Spend enough time watching chickadees at your feeder, and you might start to recognize individuals by their behavior. Maybe one chickadee acts like a little tyrant, monopolizing all the food. Another chickadee might have a penchant for skulking timidly on the outskirts.
If you think feeder birds have personalities, you’re not imagining things. In recent years biologists have tested animal personality in everything from mammals to mollusks, showing that individuals really do have consistent differences in behavior. But we’re still learning why those differences matter in the wild. What’s the point of having a shy personality, for instance, if it makes you miss out on a meal?
A European bird called the Great Tit—which looks like a chickadee dressed up in a yellow vest—recently shed some light on that question. When Oxford biologist John Quinn and colleagues experimented with a wild population of 156 individually tagged Great Tits, they found that being shy isn’t always a bad thing, according to their paper in The Proceedings of the Royal Society. First, Quinn identified each bird’s personality type by testing how many hops and flights it used to explore an artificial space.
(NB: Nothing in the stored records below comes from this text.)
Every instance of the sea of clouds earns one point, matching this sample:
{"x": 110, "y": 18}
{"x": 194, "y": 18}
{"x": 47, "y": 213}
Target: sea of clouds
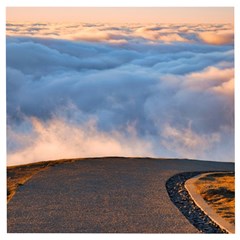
{"x": 85, "y": 90}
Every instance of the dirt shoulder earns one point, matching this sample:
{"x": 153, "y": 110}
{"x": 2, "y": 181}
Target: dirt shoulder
{"x": 218, "y": 190}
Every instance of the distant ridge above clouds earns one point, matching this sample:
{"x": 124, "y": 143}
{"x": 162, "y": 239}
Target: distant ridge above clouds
{"x": 84, "y": 90}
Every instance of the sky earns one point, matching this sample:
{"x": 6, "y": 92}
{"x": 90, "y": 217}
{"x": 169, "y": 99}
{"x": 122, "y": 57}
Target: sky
{"x": 87, "y": 84}
{"x": 123, "y": 14}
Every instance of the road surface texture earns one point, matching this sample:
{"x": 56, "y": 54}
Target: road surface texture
{"x": 105, "y": 195}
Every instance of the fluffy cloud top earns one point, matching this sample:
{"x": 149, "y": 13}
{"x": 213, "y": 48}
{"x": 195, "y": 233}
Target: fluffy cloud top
{"x": 95, "y": 90}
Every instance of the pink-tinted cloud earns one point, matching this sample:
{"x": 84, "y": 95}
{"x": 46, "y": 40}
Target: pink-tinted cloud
{"x": 217, "y": 37}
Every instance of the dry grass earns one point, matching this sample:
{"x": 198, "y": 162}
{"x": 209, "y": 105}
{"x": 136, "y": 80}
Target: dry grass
{"x": 218, "y": 190}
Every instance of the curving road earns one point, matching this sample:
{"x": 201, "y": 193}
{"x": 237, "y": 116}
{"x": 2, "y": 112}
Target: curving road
{"x": 119, "y": 195}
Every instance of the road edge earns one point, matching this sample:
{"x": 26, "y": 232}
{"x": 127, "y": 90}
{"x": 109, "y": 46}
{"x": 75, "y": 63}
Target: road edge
{"x": 201, "y": 203}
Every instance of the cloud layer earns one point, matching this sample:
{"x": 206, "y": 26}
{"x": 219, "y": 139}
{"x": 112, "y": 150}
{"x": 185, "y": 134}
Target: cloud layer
{"x": 96, "y": 89}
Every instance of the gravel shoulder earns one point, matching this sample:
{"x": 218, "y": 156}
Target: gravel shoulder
{"x": 201, "y": 191}
{"x": 103, "y": 195}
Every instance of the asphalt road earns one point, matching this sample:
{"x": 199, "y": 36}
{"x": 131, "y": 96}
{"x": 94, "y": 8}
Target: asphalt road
{"x": 113, "y": 195}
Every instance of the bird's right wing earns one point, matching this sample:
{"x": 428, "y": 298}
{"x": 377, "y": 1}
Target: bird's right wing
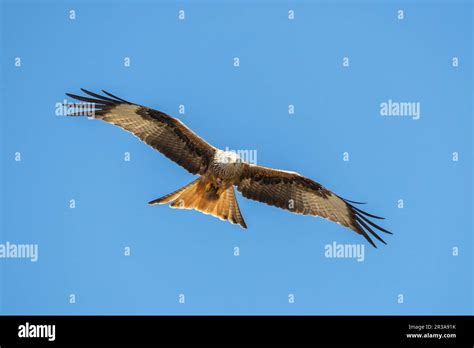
{"x": 301, "y": 195}
{"x": 157, "y": 129}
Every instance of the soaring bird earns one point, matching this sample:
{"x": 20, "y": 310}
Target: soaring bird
{"x": 219, "y": 171}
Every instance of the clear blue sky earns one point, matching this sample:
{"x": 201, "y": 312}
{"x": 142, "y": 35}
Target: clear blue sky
{"x": 282, "y": 62}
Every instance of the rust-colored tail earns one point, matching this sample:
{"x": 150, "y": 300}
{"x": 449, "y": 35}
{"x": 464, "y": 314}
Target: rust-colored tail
{"x": 201, "y": 196}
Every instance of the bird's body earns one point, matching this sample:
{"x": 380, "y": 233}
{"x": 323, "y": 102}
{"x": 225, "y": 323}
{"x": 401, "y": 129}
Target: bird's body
{"x": 219, "y": 171}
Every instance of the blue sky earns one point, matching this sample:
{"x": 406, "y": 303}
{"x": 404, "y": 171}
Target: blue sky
{"x": 282, "y": 62}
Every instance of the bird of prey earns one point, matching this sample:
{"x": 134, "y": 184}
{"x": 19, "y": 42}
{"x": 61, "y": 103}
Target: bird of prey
{"x": 219, "y": 171}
He knew from previous studies that this behavior would be a good measure of overall personality: the slapdash explorers tend to be bold and reckless, whereas the slow-but-thorough explorers are usually timid.
Once he had gauged the birds’ personalities, Quinn wanted to see how they behaved in the great outdoors. So he set up two bird feeders 30 feet apart in the woods, putting one in a “dangerous” spot out in the open. The second feeder went in a “safe” spot near dense shrubbery, where the Great Tits could hide from Eurasian Sparrowhawks.
Quinn stocked the safe feeder with whole peanuts and put less-appetizing nut granules in the dangerous feeder. He kept track of how much time individual birds spent at each feeder in the morning, when they were hungriest, and in the afternoon, when they were less hungry. Unsurprisingly, most birds visited the safer and more enticing food source, regardless of the time of day—until Quinn pulled a switch.
He swapped the desirable food into the dangerous feeder, forcing the Great Tits to make a choice between eating well and being safe. Quinn found that the two personality types approached this predation-starvation tradeoff in opposite ways. Adventurous birds risked their necks to fill their stomachs. But cautious birds stuck with the sheltered feeder even in the morning, risking starvation to stay safe. “It’s the first evidence, really, that they handle these risks differently in the wild,” Quinn says.
Both strategies have advantages, in theory. A shy bird is more likely than its bolder compatriots to die of starvation when food is scarce. But the same bird in an exposed site is less likely to wind up as a sparrowhawk’s lunch. André Dhondt, director of Bird Population Studies at the Cornell Lab, says that the world is an uncertain place for a Great Tit, full of shifting dangers. That’s why both adventurous and cautious birds survive in a population.
Quinn has not yet tested whether these survival behaviors are actually translating into life or death for the Great Tits. But he does know from previous research that Great Tit personalities are partly hereditary, which suggests that each bird’s behavior choice—whether to venture forth or stay hidden—has been molded by natural selection.